Score breakdown
Popularity is tracked separately. Support, ads, sponsorships, and tips never affect these signals.
Why it matters
Most AI researchers / knowledge workers building thesis-driven investigations today have been either (a) hand-curating wikis in Obsidian / Notion / Logseq (high maintenance burden, no LLM integration), (b) using closed-source research tools (Elicit / Consensus / Perplexity Pro) that lock-in the user's data and tool choices, or (c) maintaining a custom research-orchestration workflow that requires
Who should use it
Who should skip it
Skip llm-wiki: MIT LLM-Compiled Knowledge Bases for Any AI Agent (Claude Code / Codex / OpenCode Plugins, Obsidian-Compatible) if the source link, documentation, or setup requirements do not align with your current workflow or stack.
About this signal
llm-wiki: MIT LLM-Compiled Knowledge Bases for Any AI Agent (Claude Code / Codex / OpenCode Plugins, Obsidian-Compatible) is tracked by RepoRadar as a tool in the Radar section. It was first seen on 2026-07-08 and last updated on 2026-07-08. The current verdict is 'try now' with a Silver tier and easy setup difficulty. llm-wiki: MIT LLM-Compiled Knowledge Bases for Any AI Agent (Claude Code / Codex / OpenCode Plugins, Obsidian-Compatible) leads on workflow potential (8.9) and setup ease (8.8); its lowest signal is maturity (5.7), so factor that in before investing setup time. This page summarizes the evidence RepoRadar has captured from captured source metadata. The score, tier, risk label, and verdict on this page are never influenced by sponsorship, ads, or tips — they reflect only the usefulness, popularity, novelty, momentum, maturity, and evidence signals described in the RepoRadar methodology.

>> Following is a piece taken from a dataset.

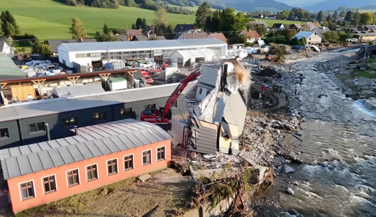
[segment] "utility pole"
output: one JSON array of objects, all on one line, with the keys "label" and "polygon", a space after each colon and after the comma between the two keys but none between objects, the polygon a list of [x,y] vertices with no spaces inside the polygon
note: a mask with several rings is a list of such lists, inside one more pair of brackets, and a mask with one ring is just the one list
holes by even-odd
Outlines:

How this item is evaluated
RepoRadar assigned llm-wiki: MIT LLM-Compiled Knowledge Bases for Any AI Agent (Claude Code / Codex / OpenCode Plugins, Obsidian-Compatible) a composite score of 7.8 out of 10, placing it in the Silver tier. This score combines weighted sub-signals: usefulness (35%), novelty (18%), momentum (14%), maturity (10%), open-source/build quality (7%), evidence quality (6%), workflow potential (6%), and setup ease (4%). Popularity is tracked separately at 0.0 and never affects the composite score or tier. The risk label of 'low' reflects inherent user-impacting hazards, not generic novelty. Items with no risk flag may still require normal code review before production use.

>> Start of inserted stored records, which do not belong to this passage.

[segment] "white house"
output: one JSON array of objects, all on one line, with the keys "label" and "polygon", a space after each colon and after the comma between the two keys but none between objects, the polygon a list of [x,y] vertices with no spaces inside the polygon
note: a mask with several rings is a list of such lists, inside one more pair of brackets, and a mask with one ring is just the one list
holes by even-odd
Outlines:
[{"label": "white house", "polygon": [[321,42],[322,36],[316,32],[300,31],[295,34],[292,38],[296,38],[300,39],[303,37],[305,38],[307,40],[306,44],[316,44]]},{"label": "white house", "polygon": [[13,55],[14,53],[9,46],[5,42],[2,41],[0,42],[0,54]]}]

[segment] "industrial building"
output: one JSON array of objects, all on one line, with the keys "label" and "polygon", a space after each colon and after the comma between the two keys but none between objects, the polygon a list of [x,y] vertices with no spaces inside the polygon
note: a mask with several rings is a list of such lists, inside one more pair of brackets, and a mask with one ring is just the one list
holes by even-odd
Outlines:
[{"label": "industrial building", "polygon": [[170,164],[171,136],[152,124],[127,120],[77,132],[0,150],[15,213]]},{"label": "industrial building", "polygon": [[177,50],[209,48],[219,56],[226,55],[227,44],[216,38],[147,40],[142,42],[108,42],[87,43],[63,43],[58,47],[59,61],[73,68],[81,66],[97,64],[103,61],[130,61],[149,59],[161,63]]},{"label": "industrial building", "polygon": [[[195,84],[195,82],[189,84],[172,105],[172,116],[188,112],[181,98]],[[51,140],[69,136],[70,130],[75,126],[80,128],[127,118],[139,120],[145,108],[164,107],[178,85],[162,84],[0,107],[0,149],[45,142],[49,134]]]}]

Putting this into practice? Read How to vet an AI agent or MCP server before you wire it in for the checklist behind this score.
Risk explanation
The 810* / 31-fork / 4-subscriber repo is at active maintenance but the consumer SHOULD note the LICENSE file lives on the `master` branch; not `main` -- the consumer SHOULD verify the LICENSE file is fetched from `master` (raw.githubusercontent.com/nvk/llm-wiki/master/LICENSE); not `main` (which returns 404); the consumer SHOULD note the install surface is plugin-based (Claude Code plugin or Codex plugin) -- the consumer SHOULD verify the target AI agent supports one of the supported plugins.